Mohamed Munye Omar v Shee Athman Shee [2015] KEHC 6399 (KLR) | Service Of Process | Esheria

Mohamed Munye Omar v Shee Athman Shee [2015] KEHC 6399 (KLR)

Full Case Text

REPUBLIC OF KENYA

IN THE HIGH COURT OF KENYA

AT MOMBASA

CIVIL APPEAL NO. 129 OF 2013

MOHAMED MUNYE OMAR ………….…….. APPELLANT

V E R S U S

SHEE ATHMAN SHEE …………..………… RESPONDENT

(Being an appeal from the Ruling and Order of Hon. E. Onzere (RM) delivered on 16th September, 2013 at Mombasa in CMCC No. 121 of 2012)

JUDGMENT

Appellant MOHAMED MUNYE OMAR was sued before the Mombasa Chief Magistrate’s Court by the Respondent, SHEE ATHMAN SHEE, his landlord at one time, for the recovery of  alleged rent arrears of Kshs. 282,000/-.  Appellant defended the case in person by filing his defence on 15th March 2012 having previously filed his Memorandum of Appearance two days before.  Both the Memorandum of Appearance and Defence do not bear the Appellant’s address of service.

The case was fixed for full hearing on 11th January 2013 but on that date the Learned Magistrate ordered thus-

“Court – Since no Affidavit of Service was filed and due to change of Court location.  I will give Defendant benefit of the doubt as he might not be aware of today’s date or Court’s location.  I will adjourn matter to 7. 12. 13.  Notice to issue to Defendant by registered post.”

On 7th February 2013 Learned Counsel for Respondent informed the Court that Appellant had been served through his postal address.  The case proceeded ex parte in the absence of Appellant.  Judgment in favour of the Respondent was delivered on 12th March 2013.

Appellant by his Notice of Motion dated 29th May 2013 sought an order of setting aside the ex parte proceedings of 7th February 2013 and the consequential judgment of 12th March 2013.

That application was dismissed and it is that dismissal order that is the subject of this appeal.

Appellant has filed long winded grounds of appeal which I believe are covered by the three issues set out as follows-

Was there an error in relying on Order 19 Rule 4 of the Civil Procedure Rules;

What are the effects of defective Memorandum of Appearance; and

Was there merit in Appellant’s application to set aside exparte judgment.

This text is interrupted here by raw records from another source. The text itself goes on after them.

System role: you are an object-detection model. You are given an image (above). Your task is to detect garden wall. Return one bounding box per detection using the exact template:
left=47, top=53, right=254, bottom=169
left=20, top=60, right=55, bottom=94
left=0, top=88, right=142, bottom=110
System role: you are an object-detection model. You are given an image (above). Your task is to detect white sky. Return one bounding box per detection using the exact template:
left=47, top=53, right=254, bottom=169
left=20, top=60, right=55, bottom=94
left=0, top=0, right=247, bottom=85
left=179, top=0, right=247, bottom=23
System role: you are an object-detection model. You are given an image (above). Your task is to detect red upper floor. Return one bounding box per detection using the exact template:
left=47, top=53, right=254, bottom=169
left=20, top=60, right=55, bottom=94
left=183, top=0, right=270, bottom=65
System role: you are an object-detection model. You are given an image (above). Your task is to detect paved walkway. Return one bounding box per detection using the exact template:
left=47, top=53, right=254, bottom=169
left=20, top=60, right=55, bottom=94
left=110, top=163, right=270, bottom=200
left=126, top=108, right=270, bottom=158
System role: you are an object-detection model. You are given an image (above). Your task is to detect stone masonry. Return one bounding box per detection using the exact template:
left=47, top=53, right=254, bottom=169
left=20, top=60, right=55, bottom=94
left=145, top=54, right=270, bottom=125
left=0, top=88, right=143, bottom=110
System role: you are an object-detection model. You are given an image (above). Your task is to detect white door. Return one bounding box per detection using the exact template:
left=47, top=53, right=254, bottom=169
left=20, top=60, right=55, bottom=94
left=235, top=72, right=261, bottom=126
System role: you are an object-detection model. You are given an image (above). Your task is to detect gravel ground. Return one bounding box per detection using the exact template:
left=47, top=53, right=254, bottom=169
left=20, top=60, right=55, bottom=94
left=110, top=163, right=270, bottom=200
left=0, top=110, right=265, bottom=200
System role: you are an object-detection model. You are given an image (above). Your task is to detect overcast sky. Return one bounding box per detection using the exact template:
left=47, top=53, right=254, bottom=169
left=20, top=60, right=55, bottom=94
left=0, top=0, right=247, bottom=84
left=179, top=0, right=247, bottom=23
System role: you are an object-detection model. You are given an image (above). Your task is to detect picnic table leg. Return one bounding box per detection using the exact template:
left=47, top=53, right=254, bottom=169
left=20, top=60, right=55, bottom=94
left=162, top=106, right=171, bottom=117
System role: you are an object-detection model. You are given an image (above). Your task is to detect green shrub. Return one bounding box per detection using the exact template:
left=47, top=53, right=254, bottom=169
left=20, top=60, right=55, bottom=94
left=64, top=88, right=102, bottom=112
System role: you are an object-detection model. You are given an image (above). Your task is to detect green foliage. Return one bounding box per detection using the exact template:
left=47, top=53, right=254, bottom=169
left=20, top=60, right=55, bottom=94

I am aware that parameters within which I can interfere with the Learned Magistrate’s finding of fact and on exercise of jurisdiction is limited.  That jurisdiction was discussed in recent Court of Appeal decisions as follows-

“PETER GICHUKI KING’ARA –Vs- INDEPENDENT ELECTORAL AND BOUNDARIES COMMISSION & 2 OTHERS [2014].  What are the points of law that emanate from this appeal?  As it was held in the case of; MWANGI –Vs- WAMBUGU, [1984]KLR 453:

‘A Court of Appeal will not normally interfere with a finding of fact by the trial Court unless such finding is based on no evidence or on a misapprehension of the evidence or the Judge is shown demonstrably to have acted on wrong principle in reaching the finding; and an appellate court is nto bound to accept the trial Judge’s finding of fact if it appears either that he has clearly failed on some material point to take account of particular circumstances or probabilities material to an estimate of the evidence, or if the impression based on the demeanour of a witness is inconsistent with the evidence in the case generally.’”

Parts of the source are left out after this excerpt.